Geomorphological characterization of the 2014–2015 Holuhraun lava flow-field in Iceland

Abstract

The 2014–2015 Holuhraun eruption extruded >1 km3 of lava in a barren region of the Icelandic highlands. Due to its large volume and the abundance of data for this eruption, Holuhraun is an ideal site to investigate fissure-fed eruption products for comparison with other large lava flow-fields on Earth and other planetary bodies.
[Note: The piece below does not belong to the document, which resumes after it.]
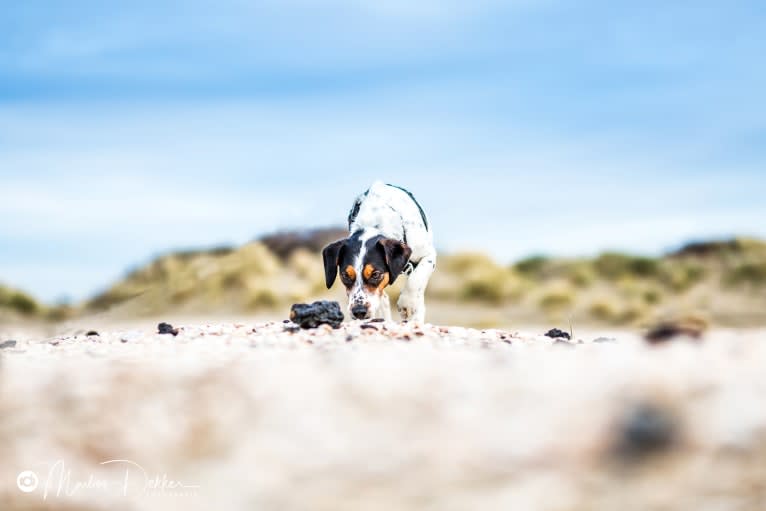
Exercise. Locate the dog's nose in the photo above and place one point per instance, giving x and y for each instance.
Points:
(359, 311)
To characterize lava morphologies associated with this event, we used 0.01–0.5 m/pixel image data, acquired from aerial surveys and small Unoccupied Aircraft Systems (sUAS) to create a 1:800-scale facies map that was ground-truthed using field observations during the summers of 2015–2019. Each facies region exhibits similar attributes in the remote sensing data, including albedo, surface texture, and geomorphology. However, at our mapping scale of 1:800, the facies typically include mixtures of lava types. Results show that transitional lava types (e.g., rubbly pāhoehoe, slabby pāhoehoe, and spiny pāhoehoe) dominate the 2014–2015 Holuhraun lava flow-field (83.82 km2), rather than the traditional end-members of ʻaʻā and classical pāhoehoe. At 1:800-scale, we distinguish the following eight facies (with the percentage of total flow-field area shown in parentheses): rubbly (57.35%), spiny (25.96%), undifferentiated rubbly–spiny (9.59%), shelly (5.58%), pāhoehoe (1.24%), flat-lying–knobby (0.58%), vent-proximal edifice (0.19%), and channel interior (0.16%). Field observations show that initial coherent pāhoehoe surfaces were episodically disrupted to produce slabby and rubbly textures that resemble ʻaʻā in remote sensing data. Our observations also show that continued solidification of the lava beneath brecciated surfaces can cause the surfaces of disrupted lobes to stabilize, or restabilize and undergo inflation. These factors complicate the use of surface texture as a direct indicator of emplacement style, which can change over the course of an eruption. This complexity has important implications for reconstructing the emplacement history of flow-fields on Earth and other planetary bodies.